What Darren Parry Taught Me About Being a Chief
- kneetoknee

- May 16
- 4 min read

I've been doing this podcast long enough to know when a conversation is going to stay with me. Darren Parry was one of those.
Darren is the former chairman of the Northwestern Band of the Shoshone Nation. He's an educator at Utah State University, an author, and the man who finished a book his grandmother started before she passed. That book tells the story of the Bear River Massacre, the largest massacre of Native Americans in U.S. history, which happened on January 29, 1863, right here in northern Utah. More than 450 Shoshone people, mostly women and children, were killed that morning. Most people have never heard of it.
Darren has made it his life's work to make sure that changes.
The Responsibility He Didn't Choose
The thing that struck me first about Darren was how he talked about carrying the story forward. He never called it a burden. He called it a responsibility. His grandmother was the tribal historian. She told him once when he was young: Darren, no one has ever wanted to hear our story before. One day you will need to make them listen.
When she passed before finishing the book, Darren picked it up and carried it home. Now he teaches. Speaks. Shows up. Not for status. Not for recognition. For the story.
I think a lot about what it means to carry something bigger than yourself. That's what we talk about on this show. Sitting across from a man who has literally done that, in the most real sense, was humbling.
The Circle of Responsibility
One of the things Darren said that I keep turning over is this: in indigenous culture, men didn't derive their identity from status. They knew who they were because of where they came from and what they were responsible for.
He described it as a circle of responsibility, not a hierarchy. Not a ladder where power flows down. A circle where everyone has a role, everyone contributes, and the measure of a man is how much he serves the people around him.
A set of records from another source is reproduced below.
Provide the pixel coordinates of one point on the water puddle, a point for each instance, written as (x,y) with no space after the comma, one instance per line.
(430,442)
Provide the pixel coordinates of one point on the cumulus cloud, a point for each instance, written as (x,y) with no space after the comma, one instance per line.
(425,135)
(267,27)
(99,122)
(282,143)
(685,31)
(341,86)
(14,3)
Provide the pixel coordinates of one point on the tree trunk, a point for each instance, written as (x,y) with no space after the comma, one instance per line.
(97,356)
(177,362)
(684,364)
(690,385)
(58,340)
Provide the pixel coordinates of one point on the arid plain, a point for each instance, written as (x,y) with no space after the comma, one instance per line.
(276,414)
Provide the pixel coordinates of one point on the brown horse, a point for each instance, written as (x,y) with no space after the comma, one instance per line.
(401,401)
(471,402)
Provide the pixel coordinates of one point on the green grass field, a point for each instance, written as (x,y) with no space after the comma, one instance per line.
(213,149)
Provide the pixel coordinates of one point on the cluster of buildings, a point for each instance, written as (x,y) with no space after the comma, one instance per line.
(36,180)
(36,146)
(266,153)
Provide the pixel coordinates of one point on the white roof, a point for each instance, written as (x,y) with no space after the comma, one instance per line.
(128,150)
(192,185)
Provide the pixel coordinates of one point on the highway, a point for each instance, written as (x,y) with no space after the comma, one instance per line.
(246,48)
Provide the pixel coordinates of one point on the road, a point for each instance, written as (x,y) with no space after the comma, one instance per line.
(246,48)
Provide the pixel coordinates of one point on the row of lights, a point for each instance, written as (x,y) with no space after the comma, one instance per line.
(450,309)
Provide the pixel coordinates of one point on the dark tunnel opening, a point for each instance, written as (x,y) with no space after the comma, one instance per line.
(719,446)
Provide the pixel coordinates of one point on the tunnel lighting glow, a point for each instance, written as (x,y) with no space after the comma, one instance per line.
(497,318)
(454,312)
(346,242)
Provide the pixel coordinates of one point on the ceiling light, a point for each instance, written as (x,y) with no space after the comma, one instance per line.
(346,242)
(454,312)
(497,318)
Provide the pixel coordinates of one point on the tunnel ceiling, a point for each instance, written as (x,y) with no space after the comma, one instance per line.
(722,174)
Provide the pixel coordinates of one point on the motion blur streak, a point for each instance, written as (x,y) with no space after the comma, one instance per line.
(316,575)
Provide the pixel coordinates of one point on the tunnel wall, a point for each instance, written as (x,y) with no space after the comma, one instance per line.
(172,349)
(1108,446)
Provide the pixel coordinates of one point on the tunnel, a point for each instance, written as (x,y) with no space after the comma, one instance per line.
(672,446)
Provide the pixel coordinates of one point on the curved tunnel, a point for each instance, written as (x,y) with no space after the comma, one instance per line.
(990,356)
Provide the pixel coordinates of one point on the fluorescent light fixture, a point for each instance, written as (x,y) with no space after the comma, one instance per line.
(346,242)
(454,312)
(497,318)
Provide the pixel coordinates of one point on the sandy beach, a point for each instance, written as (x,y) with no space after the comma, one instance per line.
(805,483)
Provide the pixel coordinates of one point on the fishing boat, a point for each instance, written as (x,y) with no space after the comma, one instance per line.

That's a different operating system than the one most of us are running. We're socialized to project competence, accumulate status, and climb. Darren is describing something older and, honestly, more durable. The man who takes care of his family, his community, and the land he stewards. Not because someone told him to, but because he was raised to understand that's the point.
The Library That Burns
Somewhere in the middle of the conversation, Darren mentioned something his grandmother used to say: when an old Indian dies, a library burns.
He's older now and he's extended it. When any old person dies, a library burns.
That landed hard. I've got four brothers and a couple years ago one of them set up a monthly family Zoom call, first Sunday of the month, 5 PM Mountain Time. No agenda. Just asking mom and dad to tell us stories. And we record it. I'm in my late 50s. I'm still learning things I never knew. Those calls have become something I look forward to.
Darren's point is that we've broken the intergenerational chain. The elders in your life, your parents, your grandparents, the old man at the end of your street, they are holding knowledge that disappears the day they do. Start listening now.
Go Be a Chief
His closing answer was one of the best moments we've had on KneeToKnee.
When I asked him what one thing our listeners could do today to build deeper connections, he told me a story about his grandmother's eagle headdress. As a kid, he knew only chiefs wore those. So one day he told her he wanted to be a chief. She sat him down and explained how it worked.
When a young Shoshone boy or girl did an act of kindness or service, the chief would give them an eagle feather. Keep doing it, keep collecting feathers. When it was time for the chief to pass to the next world, he'd call the tribe together and ask everyone to show their feathers. The next chief wasn't the toughest or the bravest or the strongest. The chief was the man or woman who had led a life of service and kindness in their community.
She told Darren: go be a good sibling, be a good friend, be there for somebody who truly needs it. Do that, and you'll become a leader. Not one rooted in power and authority, but in love, kindness, and wisdom.
Darren looked right at me and said, isn't that the kind of leaders the world needs today?
Yeah. It is.
The One Thing
Go serve. Find one person this week who needs something. Show up for them. Collect a feather.
And if you haven't called an elder in your life recently, do that too. Before the library burns.